Braised Stout Ribs

March 16th, 2012  |  Family Dinner, Moo, Occasions  |  0 Comments

When I think of St. Patrick's Day, I remember the days of old {before kids} when we'd hit up a local Irish bar for green beer, shepherd's pie and homemade potato chips.  I remember taking off work early, standing in a long line wrapping around the establishment at 2pm feet, the sounds of a local Irish rock band filtering outside and then once inside--beer sloshing and dancing my buns off with my best buds.

Ahh, that was the life....... give me a moment to reminisce, will you?

Thank you.

Now, its all I can do to remember to get my kids dressed with a bit of green for the day.  We hardly even celebrate anymore with the exception of the food we make; and boy, oh boy do those Irish folks know how to grub!  {They also know how to drink and be merry.}  One of the things they are best known for are their beers--especially making a delicious stout.   I purchased a six-pack of Guiness in hopes of preparing Erin's cupcakes this weekend, but was going to have a few bottles left over, so I thought I'd try braising some short ribs in it.  Stout has a delicious, sweet creamy flavor and slow braising some beef in it sounded like a great idea.

The ribs turned out even better than I expected.  I normally don't like to veer away from my standard short rib recipe because it is so good, but this was definitely worth it!   So if you missed the boat on curing your own corned beef {or maybe you just don't like corned beef} try these short ribs for your St. Patty's Day celebration!


3 lbs boneless beef short ribs
sea salt and freshly ground black pepper
2 tablespoons vegetable oil
1 cup chopped yellow onion
1 cup chopped carrots
2/3 cup chopped celery
4 garlic cloves, minced
18 oz Guiness Stout beer
1 tablespoon brown sugar


Sprinkle the short ribs with plenty of salt and pepper on all sides.  In a large skillet {I prefer cast iron}, heat the oil until it just begins to smoke.  Add the short ribs to the oil, allowing them to sear and brown on all sides, about 3-4 minutes per side.  Transfer ribs to the crock pot while you cook the vegetables.


Using the same skillet you seared the short ribs in (do not be tempted to wash out the skillet--you want the juice and browned bits from the meat to help season the vegetables) add the carrots, onions and celery.  Stir occasionally for about 6-7 minutes until onions begin to turn translucent in color.  Add in the minced garlic and stir for another minute.  Transfer the vegetables to your crockpot covering the short ribs.  Slowly pour in the Guiness {or other stout of your choice} until the meat and vegetables are almost completely submerged.  I used about 1 1/2 bottles (18 oz), but depending on the size of your crockpot, you may require more or less.  Turn heat to high and cook for 5 1/2 hours.

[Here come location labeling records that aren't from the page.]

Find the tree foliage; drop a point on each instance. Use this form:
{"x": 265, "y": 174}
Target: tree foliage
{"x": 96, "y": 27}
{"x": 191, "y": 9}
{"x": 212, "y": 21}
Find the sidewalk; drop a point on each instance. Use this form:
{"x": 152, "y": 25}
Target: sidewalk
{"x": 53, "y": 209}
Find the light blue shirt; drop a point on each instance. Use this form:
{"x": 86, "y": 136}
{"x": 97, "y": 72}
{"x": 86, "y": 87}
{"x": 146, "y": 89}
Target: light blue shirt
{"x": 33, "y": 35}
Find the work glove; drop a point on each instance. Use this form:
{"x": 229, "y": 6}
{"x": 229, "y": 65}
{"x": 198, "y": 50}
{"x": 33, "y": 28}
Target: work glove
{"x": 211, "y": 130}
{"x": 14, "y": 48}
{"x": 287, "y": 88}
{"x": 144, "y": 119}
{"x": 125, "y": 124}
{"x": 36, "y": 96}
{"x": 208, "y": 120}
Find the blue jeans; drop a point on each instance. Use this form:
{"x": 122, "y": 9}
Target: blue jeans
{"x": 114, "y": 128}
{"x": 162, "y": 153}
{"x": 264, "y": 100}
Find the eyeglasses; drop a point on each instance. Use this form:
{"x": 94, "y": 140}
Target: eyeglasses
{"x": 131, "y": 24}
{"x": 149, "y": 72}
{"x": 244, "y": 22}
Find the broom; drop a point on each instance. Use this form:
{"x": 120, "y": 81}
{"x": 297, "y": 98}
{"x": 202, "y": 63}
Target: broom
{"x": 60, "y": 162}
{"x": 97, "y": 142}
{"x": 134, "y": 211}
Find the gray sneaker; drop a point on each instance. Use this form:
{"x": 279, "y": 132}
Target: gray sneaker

Remove short ribs from crockpot and set aside in a warm place--a warming drawer or oven set to Warm setting.  Skim the fat off of the sauce and pour remaining vegetables and sauce into a large saucepan.  Add brown sugar and cook over medium heat for about 15 minutes, until liquid reduces by about half.  Using an immersion blender, puree vegetables to make a thick, creamy sauce.   Add short ribs back into sauce and allow to sit until ready to serve.

Serve short ribs over a mound of mashed potatoes and top with plenty of the delicious stout sauce.  Garnish with something green and enjoy!